Friday, June 12, 2015

astro picture for the day / Richard Feynman video


Image Credit & Copyright: European Southern Observatory, VLT

Found this Richard Feynman video,

 
I can't help noting that I've never heard or/seen a great mathematician/scientists who was born from a previous great mathematician/scientist. In the case of Richard, his father wished to be great, but wasn't able to get into science; but, he was able to inspire his son, here, Richard Feynman.
 
I note for instance Albert Einstein and David Hilbert's sons.  They went crazy.  Albert's went into a psych ward.  Hilbert's thought god was talking to him and so on.  Carl Feynman grew up fine; but, never became great in any way.
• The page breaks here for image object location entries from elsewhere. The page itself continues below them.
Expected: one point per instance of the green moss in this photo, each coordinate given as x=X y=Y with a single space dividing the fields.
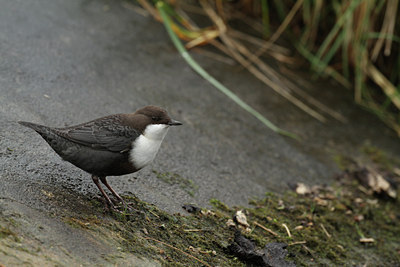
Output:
x=6 y=232
x=320 y=234
x=379 y=157
x=175 y=179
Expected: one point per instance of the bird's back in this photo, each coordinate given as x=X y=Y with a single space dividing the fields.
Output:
x=95 y=161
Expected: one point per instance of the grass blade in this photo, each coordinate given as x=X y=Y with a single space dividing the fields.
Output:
x=161 y=6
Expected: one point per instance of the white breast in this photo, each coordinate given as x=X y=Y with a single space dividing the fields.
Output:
x=146 y=146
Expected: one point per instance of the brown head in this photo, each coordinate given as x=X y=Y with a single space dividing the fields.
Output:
x=148 y=115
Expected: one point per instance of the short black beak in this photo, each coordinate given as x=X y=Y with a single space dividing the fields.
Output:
x=174 y=123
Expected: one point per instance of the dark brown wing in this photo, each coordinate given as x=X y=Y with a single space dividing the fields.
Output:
x=104 y=134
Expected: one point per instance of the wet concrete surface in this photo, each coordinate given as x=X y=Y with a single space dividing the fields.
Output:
x=67 y=62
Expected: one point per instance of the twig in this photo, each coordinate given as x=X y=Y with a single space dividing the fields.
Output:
x=278 y=32
x=325 y=231
x=183 y=252
x=287 y=229
x=266 y=229
x=192 y=230
x=234 y=47
x=298 y=243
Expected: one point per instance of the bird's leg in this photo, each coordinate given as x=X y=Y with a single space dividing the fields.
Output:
x=104 y=181
x=96 y=181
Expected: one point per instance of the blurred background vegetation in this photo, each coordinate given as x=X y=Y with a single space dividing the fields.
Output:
x=355 y=42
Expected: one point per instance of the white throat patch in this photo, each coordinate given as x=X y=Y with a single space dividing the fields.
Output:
x=146 y=146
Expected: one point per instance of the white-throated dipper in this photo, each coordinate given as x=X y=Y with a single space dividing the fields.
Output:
x=110 y=146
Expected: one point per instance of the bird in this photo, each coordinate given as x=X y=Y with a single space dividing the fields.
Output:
x=113 y=145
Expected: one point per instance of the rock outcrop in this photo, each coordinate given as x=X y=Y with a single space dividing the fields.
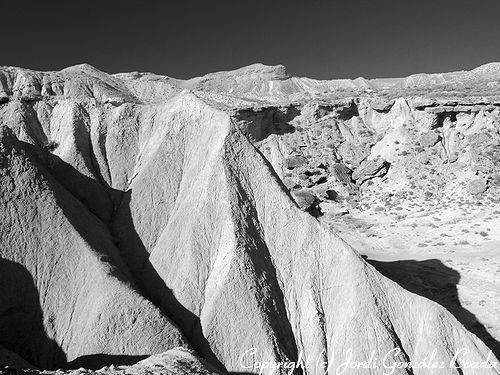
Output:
x=137 y=225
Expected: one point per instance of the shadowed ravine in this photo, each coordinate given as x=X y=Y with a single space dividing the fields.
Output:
x=434 y=280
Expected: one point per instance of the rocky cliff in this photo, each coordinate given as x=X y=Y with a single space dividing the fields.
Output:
x=143 y=213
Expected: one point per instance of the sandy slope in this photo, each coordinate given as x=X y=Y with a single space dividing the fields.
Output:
x=169 y=227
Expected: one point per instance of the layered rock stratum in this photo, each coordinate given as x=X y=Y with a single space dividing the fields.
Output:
x=202 y=222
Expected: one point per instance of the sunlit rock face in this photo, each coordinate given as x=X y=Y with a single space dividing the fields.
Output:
x=142 y=214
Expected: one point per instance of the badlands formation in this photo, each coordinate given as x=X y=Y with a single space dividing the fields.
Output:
x=217 y=224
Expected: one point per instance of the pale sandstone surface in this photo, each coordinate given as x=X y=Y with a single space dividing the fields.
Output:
x=142 y=213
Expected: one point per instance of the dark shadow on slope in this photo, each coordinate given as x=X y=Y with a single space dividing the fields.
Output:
x=152 y=285
x=259 y=124
x=21 y=319
x=272 y=304
x=433 y=280
x=98 y=361
x=126 y=253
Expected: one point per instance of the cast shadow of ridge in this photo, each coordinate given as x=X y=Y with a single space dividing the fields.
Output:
x=131 y=259
x=433 y=280
x=21 y=318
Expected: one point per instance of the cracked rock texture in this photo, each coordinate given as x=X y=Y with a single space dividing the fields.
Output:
x=142 y=213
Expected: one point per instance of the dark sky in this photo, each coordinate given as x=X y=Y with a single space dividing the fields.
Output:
x=314 y=38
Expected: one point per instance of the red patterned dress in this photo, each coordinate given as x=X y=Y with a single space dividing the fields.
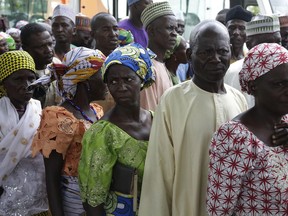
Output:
x=246 y=177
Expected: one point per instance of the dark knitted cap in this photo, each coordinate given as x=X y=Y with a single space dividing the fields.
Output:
x=238 y=12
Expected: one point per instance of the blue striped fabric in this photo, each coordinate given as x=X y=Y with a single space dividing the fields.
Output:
x=71 y=199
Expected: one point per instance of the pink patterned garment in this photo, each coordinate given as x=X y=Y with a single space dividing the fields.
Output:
x=246 y=177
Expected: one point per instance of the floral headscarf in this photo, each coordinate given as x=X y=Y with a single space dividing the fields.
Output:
x=260 y=60
x=78 y=65
x=136 y=58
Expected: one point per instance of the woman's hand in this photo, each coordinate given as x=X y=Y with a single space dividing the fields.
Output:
x=280 y=135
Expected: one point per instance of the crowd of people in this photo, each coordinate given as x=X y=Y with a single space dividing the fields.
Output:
x=125 y=118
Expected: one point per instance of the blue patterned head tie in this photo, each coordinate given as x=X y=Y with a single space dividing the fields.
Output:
x=137 y=58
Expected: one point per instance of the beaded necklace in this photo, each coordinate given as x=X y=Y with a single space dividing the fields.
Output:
x=82 y=112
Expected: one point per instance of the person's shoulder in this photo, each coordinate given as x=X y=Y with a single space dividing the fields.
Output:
x=234 y=91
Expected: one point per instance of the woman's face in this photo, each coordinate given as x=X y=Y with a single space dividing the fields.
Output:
x=180 y=52
x=124 y=85
x=16 y=86
x=271 y=90
x=98 y=88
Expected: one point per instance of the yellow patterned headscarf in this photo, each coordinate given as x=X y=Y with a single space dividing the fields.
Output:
x=13 y=61
x=78 y=65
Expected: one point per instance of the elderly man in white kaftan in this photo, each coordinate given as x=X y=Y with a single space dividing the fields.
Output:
x=22 y=178
x=175 y=175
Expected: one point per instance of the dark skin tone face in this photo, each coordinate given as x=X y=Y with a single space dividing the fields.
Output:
x=180 y=52
x=180 y=27
x=3 y=46
x=124 y=85
x=16 y=86
x=271 y=103
x=62 y=28
x=83 y=38
x=270 y=90
x=164 y=31
x=40 y=48
x=210 y=57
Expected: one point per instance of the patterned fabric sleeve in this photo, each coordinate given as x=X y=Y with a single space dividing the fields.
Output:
x=96 y=164
x=56 y=131
x=231 y=159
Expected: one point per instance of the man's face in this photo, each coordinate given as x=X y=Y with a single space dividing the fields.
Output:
x=211 y=55
x=180 y=27
x=237 y=32
x=63 y=29
x=106 y=33
x=164 y=31
x=40 y=48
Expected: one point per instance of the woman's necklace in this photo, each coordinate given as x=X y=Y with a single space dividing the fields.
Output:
x=82 y=112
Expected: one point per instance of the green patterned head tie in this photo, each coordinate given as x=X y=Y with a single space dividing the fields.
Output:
x=137 y=58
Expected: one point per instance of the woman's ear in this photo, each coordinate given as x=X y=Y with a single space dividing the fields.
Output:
x=252 y=87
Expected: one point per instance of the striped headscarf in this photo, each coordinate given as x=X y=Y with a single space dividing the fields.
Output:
x=78 y=65
x=136 y=58
x=13 y=61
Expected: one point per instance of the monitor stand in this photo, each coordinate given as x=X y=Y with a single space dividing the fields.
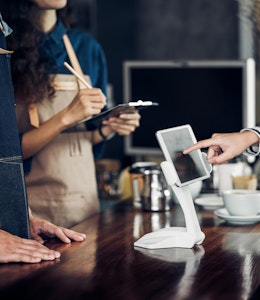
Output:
x=172 y=237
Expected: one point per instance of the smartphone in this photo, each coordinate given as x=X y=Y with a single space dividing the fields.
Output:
x=189 y=167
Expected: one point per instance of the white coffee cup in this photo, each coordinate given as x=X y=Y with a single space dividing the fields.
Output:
x=242 y=202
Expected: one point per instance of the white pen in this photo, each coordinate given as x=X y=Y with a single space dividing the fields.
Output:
x=74 y=72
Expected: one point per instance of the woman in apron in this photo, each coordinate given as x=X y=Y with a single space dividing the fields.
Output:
x=60 y=153
x=13 y=247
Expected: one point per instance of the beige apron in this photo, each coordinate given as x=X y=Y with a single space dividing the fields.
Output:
x=61 y=185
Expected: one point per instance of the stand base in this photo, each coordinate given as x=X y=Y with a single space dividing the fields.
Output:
x=171 y=237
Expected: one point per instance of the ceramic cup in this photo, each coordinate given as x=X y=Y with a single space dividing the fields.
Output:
x=244 y=182
x=242 y=202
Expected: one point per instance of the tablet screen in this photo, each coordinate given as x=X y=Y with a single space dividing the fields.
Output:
x=189 y=167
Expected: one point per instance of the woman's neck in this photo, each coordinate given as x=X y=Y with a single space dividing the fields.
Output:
x=44 y=20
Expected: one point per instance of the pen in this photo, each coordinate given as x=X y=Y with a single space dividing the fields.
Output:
x=74 y=72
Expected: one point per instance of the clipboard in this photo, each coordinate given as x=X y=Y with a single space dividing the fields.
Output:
x=125 y=108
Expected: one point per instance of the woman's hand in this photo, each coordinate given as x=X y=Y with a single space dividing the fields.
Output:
x=123 y=125
x=88 y=102
x=41 y=227
x=225 y=146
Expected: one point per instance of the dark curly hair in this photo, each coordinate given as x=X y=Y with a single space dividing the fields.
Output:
x=30 y=72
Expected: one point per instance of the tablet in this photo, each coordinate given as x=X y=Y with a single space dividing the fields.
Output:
x=124 y=108
x=189 y=167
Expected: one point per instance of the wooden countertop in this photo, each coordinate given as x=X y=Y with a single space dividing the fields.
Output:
x=107 y=266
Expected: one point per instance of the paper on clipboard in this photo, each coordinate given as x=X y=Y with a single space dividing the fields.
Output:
x=126 y=108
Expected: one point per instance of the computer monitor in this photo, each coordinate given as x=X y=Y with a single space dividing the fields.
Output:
x=212 y=96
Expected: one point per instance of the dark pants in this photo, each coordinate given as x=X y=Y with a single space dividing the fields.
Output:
x=13 y=198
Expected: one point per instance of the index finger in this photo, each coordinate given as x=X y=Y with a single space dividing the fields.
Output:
x=199 y=145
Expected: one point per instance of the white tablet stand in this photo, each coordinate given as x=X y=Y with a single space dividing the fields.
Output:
x=171 y=237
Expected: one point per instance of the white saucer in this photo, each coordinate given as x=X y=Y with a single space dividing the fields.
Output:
x=211 y=202
x=237 y=220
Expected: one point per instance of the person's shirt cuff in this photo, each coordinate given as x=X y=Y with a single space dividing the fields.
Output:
x=253 y=150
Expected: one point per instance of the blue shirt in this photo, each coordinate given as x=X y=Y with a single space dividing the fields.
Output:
x=89 y=53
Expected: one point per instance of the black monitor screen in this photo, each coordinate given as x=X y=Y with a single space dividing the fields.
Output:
x=210 y=97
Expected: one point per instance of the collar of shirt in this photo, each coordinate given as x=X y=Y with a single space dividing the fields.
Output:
x=6 y=30
x=55 y=36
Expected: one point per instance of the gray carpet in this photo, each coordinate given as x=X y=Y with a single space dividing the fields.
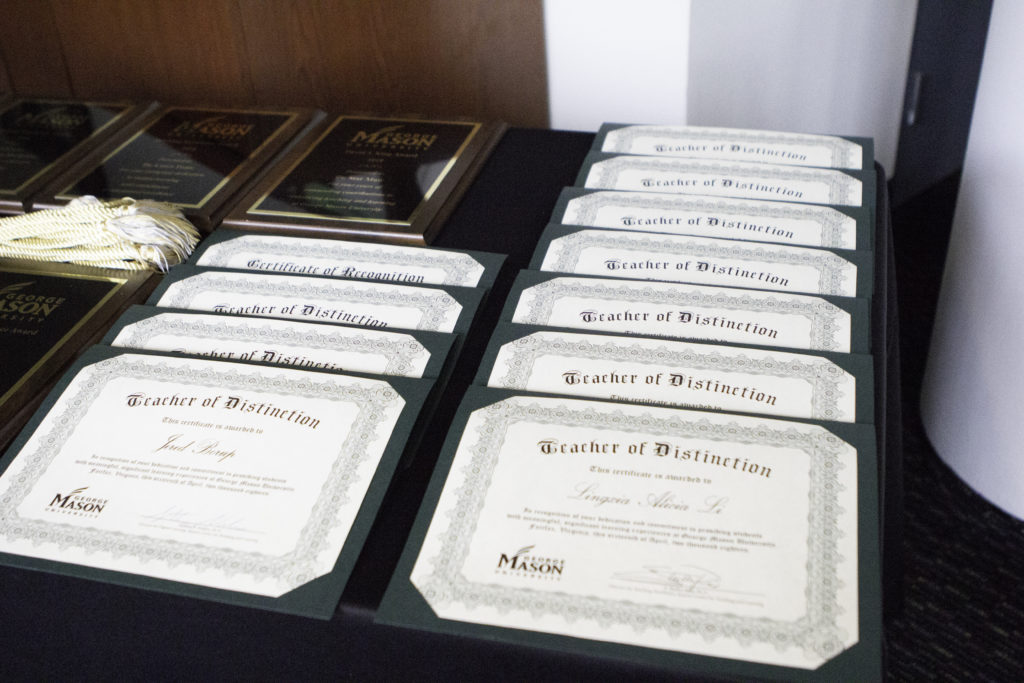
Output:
x=962 y=617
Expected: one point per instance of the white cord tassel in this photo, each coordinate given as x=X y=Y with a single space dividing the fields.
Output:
x=123 y=233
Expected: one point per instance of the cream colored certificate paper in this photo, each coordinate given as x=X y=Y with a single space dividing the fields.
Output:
x=231 y=476
x=735 y=144
x=314 y=299
x=700 y=260
x=718 y=178
x=782 y=222
x=657 y=371
x=307 y=256
x=285 y=342
x=668 y=309
x=699 y=532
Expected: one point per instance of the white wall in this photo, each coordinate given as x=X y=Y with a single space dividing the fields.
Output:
x=803 y=66
x=616 y=60
x=973 y=398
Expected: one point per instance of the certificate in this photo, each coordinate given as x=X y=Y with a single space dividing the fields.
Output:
x=736 y=144
x=338 y=258
x=377 y=305
x=836 y=387
x=702 y=261
x=659 y=530
x=781 y=222
x=305 y=345
x=721 y=178
x=186 y=471
x=689 y=311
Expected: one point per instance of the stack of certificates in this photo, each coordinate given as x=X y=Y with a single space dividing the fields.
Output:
x=233 y=438
x=669 y=455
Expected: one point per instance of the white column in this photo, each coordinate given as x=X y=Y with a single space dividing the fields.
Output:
x=973 y=398
x=616 y=61
x=802 y=66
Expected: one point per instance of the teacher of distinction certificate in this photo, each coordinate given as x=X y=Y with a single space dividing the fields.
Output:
x=222 y=475
x=697 y=532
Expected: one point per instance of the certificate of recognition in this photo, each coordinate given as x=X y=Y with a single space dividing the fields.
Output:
x=306 y=345
x=689 y=311
x=702 y=261
x=714 y=535
x=736 y=144
x=836 y=388
x=377 y=305
x=200 y=473
x=721 y=178
x=339 y=258
x=781 y=222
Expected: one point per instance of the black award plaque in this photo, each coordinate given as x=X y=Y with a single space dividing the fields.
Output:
x=385 y=179
x=196 y=158
x=48 y=312
x=40 y=138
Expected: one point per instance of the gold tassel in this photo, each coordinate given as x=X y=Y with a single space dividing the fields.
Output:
x=126 y=233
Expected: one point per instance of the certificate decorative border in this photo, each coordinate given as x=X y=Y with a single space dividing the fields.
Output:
x=294 y=568
x=399 y=350
x=434 y=304
x=822 y=375
x=564 y=254
x=821 y=313
x=604 y=173
x=460 y=269
x=832 y=222
x=816 y=632
x=843 y=153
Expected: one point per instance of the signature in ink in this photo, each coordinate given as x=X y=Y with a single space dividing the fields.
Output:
x=685 y=579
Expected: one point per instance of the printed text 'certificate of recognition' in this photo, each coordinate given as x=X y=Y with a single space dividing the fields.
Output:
x=215 y=474
x=697 y=532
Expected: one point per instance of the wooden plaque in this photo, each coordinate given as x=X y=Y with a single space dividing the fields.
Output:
x=41 y=138
x=386 y=179
x=198 y=158
x=48 y=313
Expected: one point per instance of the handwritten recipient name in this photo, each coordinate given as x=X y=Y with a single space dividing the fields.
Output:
x=181 y=443
x=588 y=492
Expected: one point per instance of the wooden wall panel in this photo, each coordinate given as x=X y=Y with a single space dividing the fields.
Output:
x=445 y=57
x=440 y=57
x=169 y=50
x=32 y=49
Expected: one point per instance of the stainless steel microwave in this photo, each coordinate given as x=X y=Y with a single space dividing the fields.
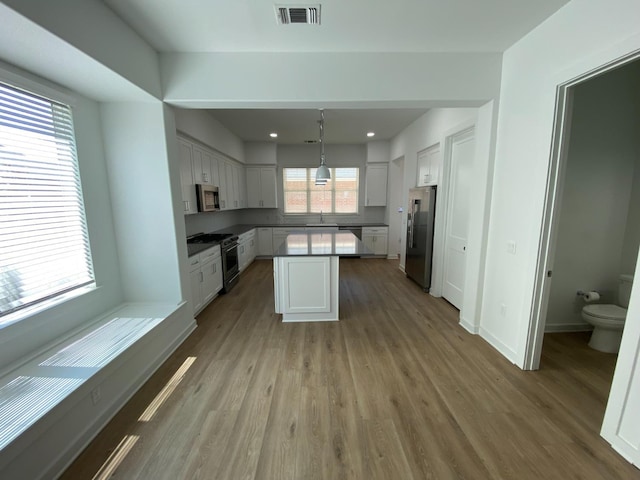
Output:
x=208 y=198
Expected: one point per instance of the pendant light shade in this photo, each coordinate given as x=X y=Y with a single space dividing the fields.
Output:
x=322 y=174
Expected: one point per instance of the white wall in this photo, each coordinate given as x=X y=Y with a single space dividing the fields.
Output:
x=378 y=151
x=202 y=126
x=580 y=37
x=27 y=336
x=261 y=153
x=143 y=201
x=632 y=233
x=81 y=44
x=426 y=131
x=329 y=80
x=603 y=149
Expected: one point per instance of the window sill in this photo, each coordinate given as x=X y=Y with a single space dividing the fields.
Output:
x=46 y=305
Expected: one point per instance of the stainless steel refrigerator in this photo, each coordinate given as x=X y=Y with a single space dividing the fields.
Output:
x=420 y=217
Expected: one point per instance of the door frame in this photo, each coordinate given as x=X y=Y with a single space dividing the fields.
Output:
x=551 y=212
x=443 y=203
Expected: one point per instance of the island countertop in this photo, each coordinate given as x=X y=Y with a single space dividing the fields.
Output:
x=326 y=243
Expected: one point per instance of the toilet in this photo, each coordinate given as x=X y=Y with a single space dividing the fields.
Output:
x=608 y=319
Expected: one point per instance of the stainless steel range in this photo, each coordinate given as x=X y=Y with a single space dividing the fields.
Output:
x=229 y=250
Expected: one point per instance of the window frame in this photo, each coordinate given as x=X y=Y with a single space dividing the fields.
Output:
x=310 y=171
x=41 y=88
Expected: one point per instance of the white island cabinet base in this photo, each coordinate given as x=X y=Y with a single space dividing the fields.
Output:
x=306 y=288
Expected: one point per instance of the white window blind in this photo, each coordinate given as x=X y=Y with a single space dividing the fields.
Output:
x=44 y=246
x=338 y=195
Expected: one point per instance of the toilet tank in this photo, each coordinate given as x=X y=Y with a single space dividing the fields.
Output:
x=624 y=290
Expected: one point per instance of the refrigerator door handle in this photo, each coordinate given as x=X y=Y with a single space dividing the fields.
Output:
x=412 y=219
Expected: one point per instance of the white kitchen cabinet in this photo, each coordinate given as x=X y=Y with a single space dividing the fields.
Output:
x=265 y=241
x=242 y=186
x=205 y=167
x=428 y=166
x=205 y=273
x=375 y=239
x=376 y=185
x=261 y=187
x=186 y=177
x=232 y=195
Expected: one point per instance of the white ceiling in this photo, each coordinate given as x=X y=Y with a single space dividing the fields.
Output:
x=296 y=126
x=346 y=26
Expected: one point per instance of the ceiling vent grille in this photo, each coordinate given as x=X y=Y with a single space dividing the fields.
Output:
x=300 y=14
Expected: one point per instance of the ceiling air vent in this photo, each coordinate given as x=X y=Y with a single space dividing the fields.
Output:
x=305 y=14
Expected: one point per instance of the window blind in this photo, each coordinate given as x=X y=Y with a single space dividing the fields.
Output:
x=44 y=245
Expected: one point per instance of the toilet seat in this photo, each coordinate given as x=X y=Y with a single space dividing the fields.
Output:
x=606 y=312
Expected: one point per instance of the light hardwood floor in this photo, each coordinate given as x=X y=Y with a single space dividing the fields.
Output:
x=395 y=390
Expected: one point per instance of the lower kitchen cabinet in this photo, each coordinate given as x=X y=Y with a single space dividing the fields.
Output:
x=375 y=239
x=205 y=273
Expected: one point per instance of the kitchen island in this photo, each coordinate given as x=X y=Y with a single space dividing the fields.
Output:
x=306 y=274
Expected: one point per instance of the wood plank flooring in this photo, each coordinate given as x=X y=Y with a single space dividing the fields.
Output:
x=395 y=390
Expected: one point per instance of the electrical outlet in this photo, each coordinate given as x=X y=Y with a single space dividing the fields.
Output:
x=96 y=395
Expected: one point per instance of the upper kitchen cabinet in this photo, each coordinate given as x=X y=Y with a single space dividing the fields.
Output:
x=186 y=177
x=428 y=166
x=261 y=187
x=205 y=167
x=231 y=185
x=376 y=185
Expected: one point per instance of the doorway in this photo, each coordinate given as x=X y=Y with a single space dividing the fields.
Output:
x=590 y=227
x=592 y=219
x=460 y=158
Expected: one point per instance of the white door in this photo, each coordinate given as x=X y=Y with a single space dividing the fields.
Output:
x=621 y=425
x=460 y=178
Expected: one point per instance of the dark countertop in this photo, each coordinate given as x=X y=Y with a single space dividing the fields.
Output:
x=195 y=248
x=239 y=229
x=306 y=244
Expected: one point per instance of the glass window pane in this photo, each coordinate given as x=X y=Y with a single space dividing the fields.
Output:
x=321 y=201
x=44 y=246
x=347 y=202
x=295 y=202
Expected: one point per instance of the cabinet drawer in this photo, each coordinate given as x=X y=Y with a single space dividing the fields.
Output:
x=194 y=263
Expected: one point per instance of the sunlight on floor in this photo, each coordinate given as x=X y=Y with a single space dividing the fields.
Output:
x=115 y=459
x=166 y=392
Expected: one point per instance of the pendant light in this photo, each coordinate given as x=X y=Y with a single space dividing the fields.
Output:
x=322 y=174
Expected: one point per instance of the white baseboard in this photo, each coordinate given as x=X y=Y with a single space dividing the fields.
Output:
x=567 y=327
x=52 y=444
x=469 y=327
x=499 y=346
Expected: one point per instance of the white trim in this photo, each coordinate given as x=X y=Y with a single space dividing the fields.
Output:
x=498 y=345
x=469 y=326
x=553 y=198
x=567 y=327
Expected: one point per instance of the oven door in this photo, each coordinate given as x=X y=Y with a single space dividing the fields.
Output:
x=230 y=267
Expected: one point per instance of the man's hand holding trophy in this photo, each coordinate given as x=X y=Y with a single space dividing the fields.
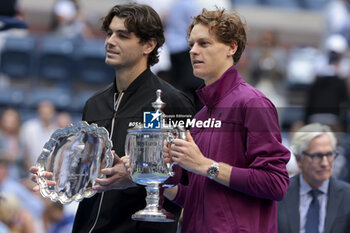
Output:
x=78 y=161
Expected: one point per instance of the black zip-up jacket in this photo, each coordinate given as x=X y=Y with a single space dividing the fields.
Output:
x=118 y=205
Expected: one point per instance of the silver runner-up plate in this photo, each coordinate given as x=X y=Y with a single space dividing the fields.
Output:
x=74 y=155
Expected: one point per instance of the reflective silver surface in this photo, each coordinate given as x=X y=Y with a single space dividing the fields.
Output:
x=145 y=148
x=75 y=155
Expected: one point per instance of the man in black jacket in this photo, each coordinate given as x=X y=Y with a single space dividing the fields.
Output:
x=134 y=35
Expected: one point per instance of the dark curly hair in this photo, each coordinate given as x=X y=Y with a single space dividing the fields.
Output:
x=228 y=28
x=142 y=20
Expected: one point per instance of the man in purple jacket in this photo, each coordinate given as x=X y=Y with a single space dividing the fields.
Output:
x=234 y=155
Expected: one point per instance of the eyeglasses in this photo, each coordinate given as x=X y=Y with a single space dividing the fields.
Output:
x=317 y=157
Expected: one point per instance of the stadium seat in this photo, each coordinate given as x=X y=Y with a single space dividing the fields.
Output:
x=17 y=56
x=56 y=59
x=92 y=68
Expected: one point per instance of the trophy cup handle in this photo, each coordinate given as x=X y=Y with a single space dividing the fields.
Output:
x=182 y=135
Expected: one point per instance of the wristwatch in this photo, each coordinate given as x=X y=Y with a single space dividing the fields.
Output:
x=213 y=171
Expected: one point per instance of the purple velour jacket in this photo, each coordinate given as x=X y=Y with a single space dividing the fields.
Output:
x=249 y=140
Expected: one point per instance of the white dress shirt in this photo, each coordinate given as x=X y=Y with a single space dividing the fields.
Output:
x=305 y=201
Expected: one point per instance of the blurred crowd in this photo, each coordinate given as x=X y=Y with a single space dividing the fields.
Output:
x=307 y=84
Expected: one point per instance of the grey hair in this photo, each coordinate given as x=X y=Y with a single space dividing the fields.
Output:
x=306 y=134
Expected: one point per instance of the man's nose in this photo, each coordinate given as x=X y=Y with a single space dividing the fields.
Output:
x=324 y=161
x=111 y=40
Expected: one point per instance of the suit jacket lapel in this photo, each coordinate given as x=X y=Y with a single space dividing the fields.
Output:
x=293 y=205
x=334 y=199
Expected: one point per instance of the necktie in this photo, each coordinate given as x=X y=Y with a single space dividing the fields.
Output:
x=312 y=216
Leonard Euler had a bunch of kids; none of them did anything of note.
 
Seems that the environment a person grows up in, affects them differently than most others, and these influences don't seem to be the same for their children.
 
- Who's Richard Feynman?  Richard Feynman is considered one of the greatest scientists ever and of the 20th century. I've often felt that his personality is what makes him so famous, more than his accomplishments.  What did he solve? 
 
He solved, compared to what was there before, the renormalization problem. There was quantum mechanics before Richard.  Quantum Mechanics had in fact gone through several evolutions already by the time Richard Feynman could make any contribution. Bohr had combined Planck's quantum to solve the atom for the first time.  He had essentially derived the spectroscopic evidence of the atom. The quantum mechanics was then generalized by Heisenburg's "Uncertainty principle", and then Schroedinger combined De Broglie's ideas wavelengths and really Einstein's famous E=MC^2 equation. 
 
Then came Paul Dirac.  Paul combined special relativity with quantum mechanics.  He predicted anti-matter.  But, the theory predicted infinities.  This is where Richard Feynman came in.  There was also Schwinger, but physicists took to Richard's diagrammatic methods.
 
After Richard Feynman's diagrams, he didn't do much new science. Richard's claim to fame seems more to me about thinking of quantum computers and nanotechnology. Around 1959, just two years after Sputnik went up, he gave a speech, more for fun than anything else, about being able to manufacture anything atom by atom.
 
I've found almost all these geniuses are smart in some ways, but have bad attitudes in other ways.  In Richard Feynman's case, he had a bad attitude about history.  I've seen for instance John Stillwell, who has tried to right technical history of mathematics has bad attitudes about talking about the nature/philosophy of mathematics. I'm finding nanotechnologists have bad attitudes about, none other than rational philosophy!  God-Religious of course, usually, have bad attitudes about scientific knowledge, or not knowing - therefore, god must exist for them!